Unboxing the device, the first thing you notice is it’s futuristic design.
With a primarily white body, the device appears modern, space-age, and instantly contrasts the majority of stick vacuums on the market. It doesn’t appear [or feel] cheap, and though lightweight, is still sturdy.
The device features a rotating red roller brush in the head, which is similar to the technology found in Dyson’s stick vacs. The ‘felt’ nature of the fabric makes it perfect for our apartment’s wooden floors.
The F8 Storm ships with several attachments, most of them the usual assortment found with cordless/stick vacuums (e.g. extra brushes, heads, filters).
Unfortunately, the vacuum does ship with an international power plug, however, a compatible high-power travel adapter easily addresses this. I didn’t find it to impair performance.
If it’s any consolation, the device comes with a pretty spiffy instruction manual (with coloured pictures) making it easy for the average consumer. (Other brands, take note).
Like similar rival devices, the F8 Storm easily converts into a handheld vaccum (for cleaning sofas/mattresses) if you remove the main body ‘stick’.
A magnetic wall mount is also included, which neatly keeps the power cord in place when charging. Unfortunately, as we’re renters I couldn’t trial the sturdiness of this, however, it looks satisfactory.

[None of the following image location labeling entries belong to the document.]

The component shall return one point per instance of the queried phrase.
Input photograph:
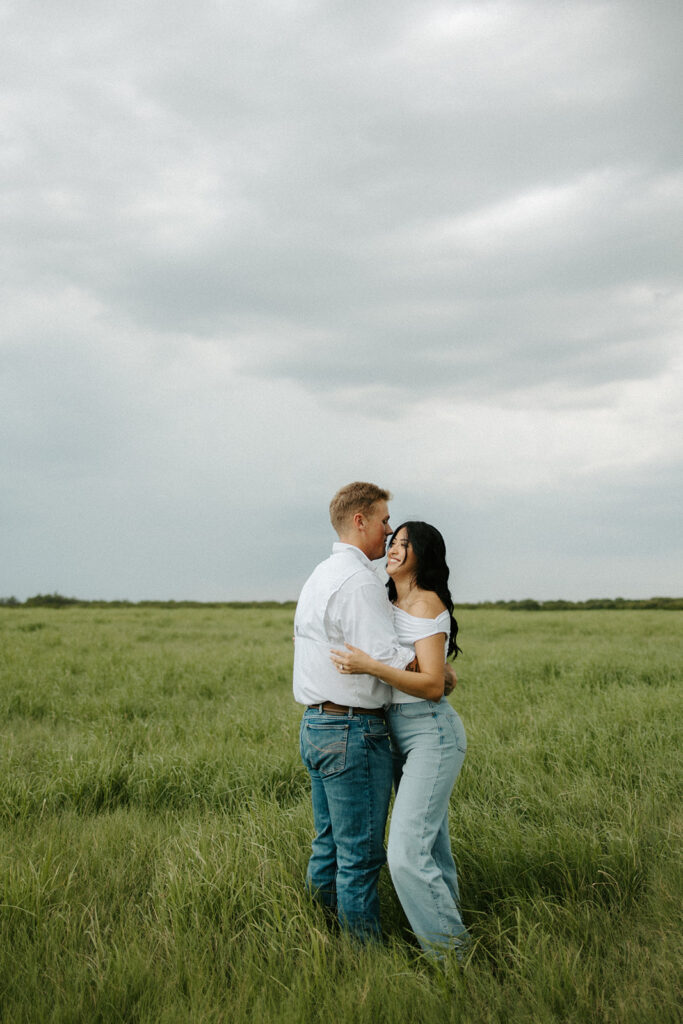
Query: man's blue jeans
(349, 762)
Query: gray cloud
(244, 245)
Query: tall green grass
(156, 825)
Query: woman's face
(400, 556)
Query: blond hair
(357, 497)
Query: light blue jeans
(349, 761)
(430, 744)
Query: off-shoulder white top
(411, 628)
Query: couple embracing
(371, 673)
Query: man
(344, 738)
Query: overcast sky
(252, 251)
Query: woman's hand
(352, 660)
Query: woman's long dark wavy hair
(432, 571)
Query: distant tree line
(528, 604)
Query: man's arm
(450, 679)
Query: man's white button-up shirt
(344, 600)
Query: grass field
(156, 825)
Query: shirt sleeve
(364, 615)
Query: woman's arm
(426, 683)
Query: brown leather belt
(332, 709)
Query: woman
(427, 734)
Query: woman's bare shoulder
(426, 604)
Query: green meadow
(156, 825)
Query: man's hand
(450, 679)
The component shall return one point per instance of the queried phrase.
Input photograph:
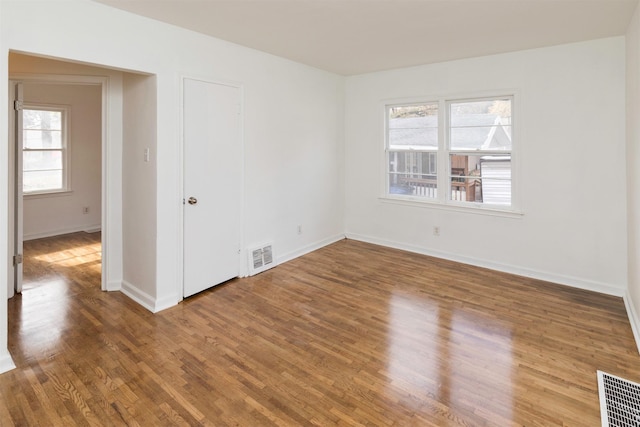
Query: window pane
(412, 173)
(42, 160)
(466, 189)
(413, 126)
(40, 119)
(484, 179)
(481, 125)
(42, 139)
(42, 180)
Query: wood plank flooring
(352, 334)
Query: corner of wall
(633, 319)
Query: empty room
(309, 212)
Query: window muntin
(473, 141)
(412, 145)
(44, 149)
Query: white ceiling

Probably my favourite feature on the F8 Storm is its in-built LED light. It’s a ‘bluish’ light which stems from the device’s head, and illuminates the floor you’re vacuuming. Perfect for dark corners, while adding a luxe element to an ordinary stick vac.
A more useful, but equally cool, feature is the vacuum’s battery light indicator. The F8 Storm claims to offer 55 minutes on standard power, or 10 minutes on turbo/”strong” power.
There are four small white lights on the unit, and as the battery deterioates lights go out, one by one. When the device gets to the last light, out of habit I generally put it to charge straight after.
Being four lights, its extremely handy to know what percentage of battery life remains, out of a total of nearly one hour’s capacity.
(There is a fifth light, but this is to inform when the dustbin is full, or when the vacuum is connected to the Mi Home app).
Concerning maintenance, Roidmi has made this very easy. The 0.4L dustbin is simple to empty (essentially one click), and the HEPA filter is easy to remove, plus washable. Like other devices, a series of included accessories (e.g. cleaning brush) make maintenance easier.
Overall, it’s a great design, one I can’t really flaw at this price point. It’s unique, functional and easy to use. Some may crave a thinner head, however, I’d warn this may reduce its hair sucking/snagging power, which is incredibly important to me (long hair alert).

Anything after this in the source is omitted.